We evaluated the association of plasma TMAO with newly diagnosed type 2 diabetes and the potential modification of TMAO-generating enzyme flavin monooxygenase 3 (FMO3) polymorphisms.
This was an age- and sex-matched case-control study of 2694 participants: 1346 newly diagnosed cases of type 2 diabetes and 1348 controls. Concentrations of plasma TMAO were measured, and FMO3 E158K polymorphisms (rs2266782) were genotyped.

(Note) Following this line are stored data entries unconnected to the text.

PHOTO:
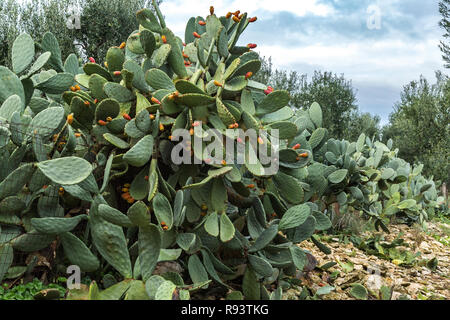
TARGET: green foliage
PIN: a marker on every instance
(419, 126)
(28, 291)
(444, 10)
(101, 138)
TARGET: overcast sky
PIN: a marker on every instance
(335, 35)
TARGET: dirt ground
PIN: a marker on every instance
(415, 281)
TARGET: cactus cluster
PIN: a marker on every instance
(99, 136)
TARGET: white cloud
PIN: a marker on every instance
(177, 12)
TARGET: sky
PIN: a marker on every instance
(380, 45)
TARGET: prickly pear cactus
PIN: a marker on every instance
(92, 156)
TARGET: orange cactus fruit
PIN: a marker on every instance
(269, 90)
(303, 155)
(155, 101)
(70, 118)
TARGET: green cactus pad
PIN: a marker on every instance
(139, 214)
(175, 58)
(115, 59)
(264, 239)
(260, 265)
(15, 181)
(114, 216)
(140, 153)
(338, 176)
(78, 253)
(96, 83)
(118, 92)
(315, 113)
(52, 225)
(163, 210)
(40, 62)
(303, 231)
(11, 105)
(273, 102)
(93, 68)
(7, 254)
(195, 99)
(149, 248)
(107, 108)
(110, 241)
(294, 217)
(148, 20)
(32, 241)
(56, 84)
(184, 86)
(250, 285)
(158, 79)
(50, 43)
(66, 171)
(10, 85)
(22, 52)
(71, 65)
(212, 224)
(318, 137)
(161, 55)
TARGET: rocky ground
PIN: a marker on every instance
(416, 277)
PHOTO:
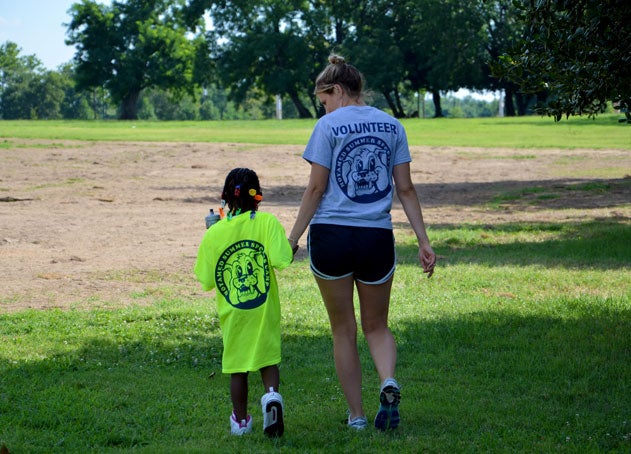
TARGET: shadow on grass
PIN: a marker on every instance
(600, 245)
(483, 381)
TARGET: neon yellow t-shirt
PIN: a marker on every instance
(237, 257)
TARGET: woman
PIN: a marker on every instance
(356, 152)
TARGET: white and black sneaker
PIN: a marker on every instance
(389, 398)
(272, 405)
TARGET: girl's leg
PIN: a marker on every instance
(239, 395)
(338, 300)
(271, 377)
(374, 302)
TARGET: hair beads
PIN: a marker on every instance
(241, 192)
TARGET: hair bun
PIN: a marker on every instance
(336, 59)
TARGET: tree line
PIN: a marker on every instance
(203, 59)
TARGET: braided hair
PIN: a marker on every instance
(241, 192)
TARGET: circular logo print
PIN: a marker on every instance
(242, 275)
(361, 169)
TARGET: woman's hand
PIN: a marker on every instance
(427, 258)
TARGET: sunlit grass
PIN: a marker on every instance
(521, 132)
(520, 342)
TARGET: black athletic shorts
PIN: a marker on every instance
(337, 251)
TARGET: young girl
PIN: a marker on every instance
(237, 256)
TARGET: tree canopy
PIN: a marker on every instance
(129, 46)
(575, 55)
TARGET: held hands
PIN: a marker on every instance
(294, 245)
(427, 257)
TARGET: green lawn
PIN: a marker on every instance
(524, 132)
(521, 342)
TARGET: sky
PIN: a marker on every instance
(36, 26)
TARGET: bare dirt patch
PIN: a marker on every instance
(107, 224)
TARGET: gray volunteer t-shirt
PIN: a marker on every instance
(360, 145)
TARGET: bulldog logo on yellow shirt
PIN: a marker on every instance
(242, 274)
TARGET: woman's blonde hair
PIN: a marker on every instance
(338, 72)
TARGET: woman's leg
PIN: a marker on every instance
(338, 300)
(374, 302)
(239, 395)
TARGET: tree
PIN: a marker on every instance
(503, 28)
(133, 45)
(575, 56)
(264, 47)
(27, 90)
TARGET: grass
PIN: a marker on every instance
(519, 343)
(524, 132)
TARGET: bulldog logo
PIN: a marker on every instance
(362, 169)
(242, 275)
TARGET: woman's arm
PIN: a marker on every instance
(318, 180)
(409, 199)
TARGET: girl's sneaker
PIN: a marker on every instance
(389, 398)
(357, 423)
(272, 405)
(240, 427)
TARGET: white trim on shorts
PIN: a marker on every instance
(326, 277)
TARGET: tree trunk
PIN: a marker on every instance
(396, 111)
(509, 104)
(303, 112)
(438, 110)
(129, 106)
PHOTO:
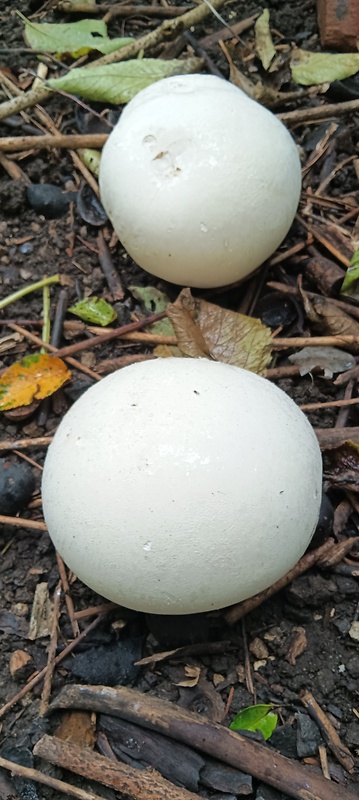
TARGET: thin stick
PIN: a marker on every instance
(239, 610)
(40, 675)
(14, 144)
(19, 522)
(68, 598)
(339, 750)
(167, 30)
(46, 691)
(330, 404)
(47, 780)
(19, 444)
(40, 342)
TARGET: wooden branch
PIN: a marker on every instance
(167, 30)
(240, 610)
(14, 144)
(46, 780)
(339, 750)
(208, 737)
(139, 784)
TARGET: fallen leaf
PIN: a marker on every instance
(118, 83)
(154, 301)
(33, 378)
(95, 310)
(314, 68)
(330, 320)
(330, 359)
(41, 613)
(75, 38)
(18, 660)
(193, 674)
(341, 466)
(297, 645)
(256, 718)
(77, 727)
(205, 330)
(350, 286)
(264, 44)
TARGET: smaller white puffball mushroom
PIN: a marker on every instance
(200, 182)
(176, 486)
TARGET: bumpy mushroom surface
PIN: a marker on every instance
(176, 486)
(200, 182)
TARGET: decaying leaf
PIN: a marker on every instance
(154, 301)
(329, 320)
(341, 466)
(41, 613)
(350, 286)
(314, 68)
(330, 359)
(264, 43)
(118, 83)
(33, 378)
(256, 718)
(205, 330)
(95, 310)
(74, 38)
(193, 675)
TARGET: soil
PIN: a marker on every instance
(256, 664)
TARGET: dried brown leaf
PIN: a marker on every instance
(329, 320)
(204, 330)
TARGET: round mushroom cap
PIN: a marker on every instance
(200, 182)
(176, 486)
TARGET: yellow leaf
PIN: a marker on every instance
(33, 378)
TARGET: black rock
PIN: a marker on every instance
(17, 484)
(49, 200)
(111, 665)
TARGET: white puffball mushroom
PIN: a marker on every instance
(200, 182)
(176, 486)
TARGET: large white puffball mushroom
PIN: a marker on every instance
(200, 182)
(176, 486)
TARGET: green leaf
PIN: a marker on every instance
(350, 285)
(118, 83)
(256, 718)
(94, 310)
(264, 44)
(75, 38)
(313, 68)
(154, 301)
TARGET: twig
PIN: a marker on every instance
(108, 269)
(20, 522)
(320, 112)
(36, 340)
(329, 733)
(19, 444)
(47, 780)
(137, 784)
(46, 691)
(240, 610)
(40, 675)
(198, 732)
(168, 29)
(68, 598)
(330, 404)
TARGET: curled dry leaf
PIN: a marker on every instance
(341, 466)
(330, 320)
(205, 330)
(33, 378)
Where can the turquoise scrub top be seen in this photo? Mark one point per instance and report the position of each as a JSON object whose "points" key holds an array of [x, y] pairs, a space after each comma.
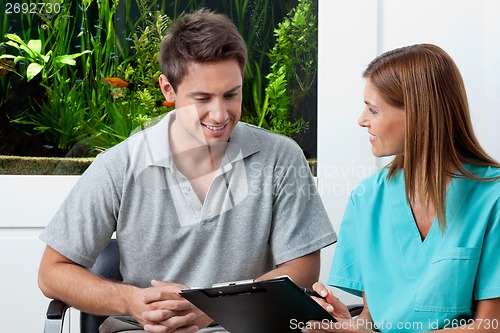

Medians (IQRs) of plasma TMAO concentration were 1.47 μmol/L (0.81–2.20 μmol/L) for controls and 1.77 μmol/L (1.09–2.80 μmol/L) for type 2 diabetes cases. From the lowest to the highest quartiles of plasma TMAO, the multivariable adjusted ORs of type 2 diabetes were 1.00 (reference), 1.38 (95% CI: 1.08, 1.77), 1.64 (95% CI: 1.28, 2.09), and 2.55 (95% CI: 1.99, 3.28) (P-trend < 0.001); each SD of ln-transformed plasma TMAO was associated with a 38% (95% CI: 26%, 51%) increment in ORs of type 2 diabetes. The FMO3 rs2266782 polymorphism was not associated with type 2 diabetes. The positive association between plasma TMAO and type 2 diabetes was consistent in each rs2266782 genotype group, and no significant interaction was observed (P = 0.093).
Our results suggested that higher plasma TMAO was associated with increased odds of newly diagnosed type 2 diabetes and that this association was not modified by the FMO3 rs2266782 polymorphism. This study was registered at clinicaltrials.gov as NCT03130894.